Search code examples
mysqlsqldatetimemariadbwindow-functions

Calculating average time between dates in SQL


Using MySQL, I'm trying to figure out how to answer the question: What is the average number of months between users creating their Nth project?

Expected result:

| project count | Average # months |
| 1             | 0                | # On average, it took 0 months to create the first project (nothing to compare to)
| 2             | 12               | # On average, it takes a user 12 months to create their second project
| 3             | 3                | # On average, it takes a user 3 months to create their third project

My MySQL table represents projects created by users. The table can be summarized as:

| user_id | project created at |
|---------|--------------------|
| 1       | Jan 1, 2020 1:00 pm|
| 1       | Feb 2, 2020 3:45 am|
| 1       | Nov 6, 2020 0:01 am|
| 1       | Mar 4, 2021 5:01 pm|
|------------------------------|
| 2       | Another timestamp  |
| 2       | Another timestamp  |
| 2       | Another timestamp  |
| 2       | Another timestamp  |
| 2       | Another timestamp  |
| 2       | Another timestamp  |
|------------------------------|
| ...     | Another timestamp  |
| ...     | Another timestamp  |

Some users will have one project while some may have hundreds.
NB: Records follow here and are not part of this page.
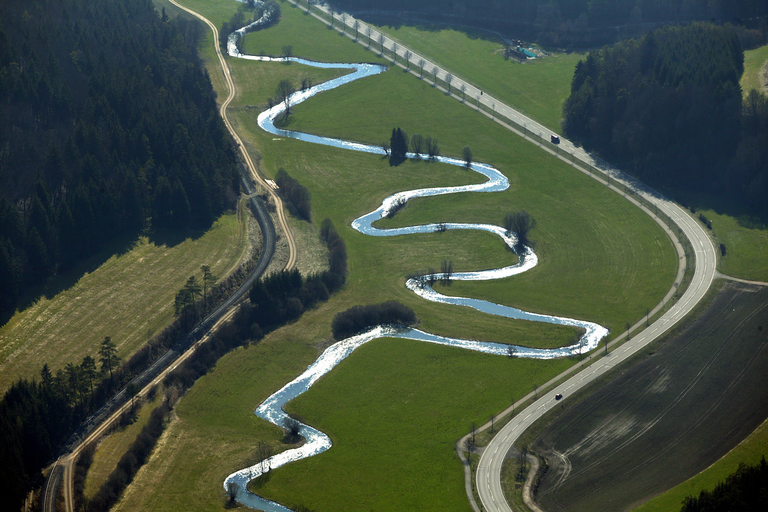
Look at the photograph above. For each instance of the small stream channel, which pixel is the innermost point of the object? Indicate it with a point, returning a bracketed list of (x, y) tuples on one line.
[(272, 408)]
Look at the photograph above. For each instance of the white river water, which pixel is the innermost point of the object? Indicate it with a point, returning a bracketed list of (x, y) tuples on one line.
[(272, 408)]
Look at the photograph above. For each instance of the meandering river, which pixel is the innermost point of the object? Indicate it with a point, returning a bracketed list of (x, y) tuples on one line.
[(272, 408)]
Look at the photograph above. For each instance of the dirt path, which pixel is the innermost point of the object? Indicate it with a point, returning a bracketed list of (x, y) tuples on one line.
[(252, 169), (66, 464)]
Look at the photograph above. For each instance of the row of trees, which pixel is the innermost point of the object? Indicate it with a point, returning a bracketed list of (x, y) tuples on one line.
[(399, 143), (248, 12), (284, 296), (745, 489), (131, 461), (296, 195), (583, 23), (110, 125), (193, 297), (359, 318)]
Edit: Current Implementation

with
    paid_self_serve_projects_presentation as (
        select 
                `Paid Projects`.owner_email
            `Owner Email`, 
                row_number() over (partition by `Paid Projects`.owner_uuid order by created_at)
            `Project Count`,
                day(`Paid Projects`.created_at)
            `Created Day`,
                month(`Paid Projects`.created_at)
            `Created Month`,
                year(`Paid Projects`.created_at)
            `Created Year`,
                `Paid Projects`.created_at
            `Created`
        from self_service_paid_projects as `Paid Projects`
        order by `Paid Projects`.owner_uuid, `Paid Projects`.created_at
    )
    
select `Projects`.* from paid_self_serve_projects_presentation as `Projects`

Solution

  • You can use window functions. I am thinking row_number() to enumerate the projects of each user ordered by creation date, and lag() to get the date when the previous project was created:

    select rn, avg(datediff(created_at, lag_created_at)) avg_diff_days
    from (
        select t.*,
            row_number() over(partition by user_id order by created_at) rn,
            lag(created_at, 1, created_at) over(partition by user_id order by created_at) lag_created_at
        from mytable t
    ) t
    group by rn
    

    This gives you the average difference in days, which is somehow more accurates that months. If you really want months, then use timestampdiff(month, lag_created_at, created_at) instead of datediff() - but be aware that the function returns an integer value, hence there is a loss of precision.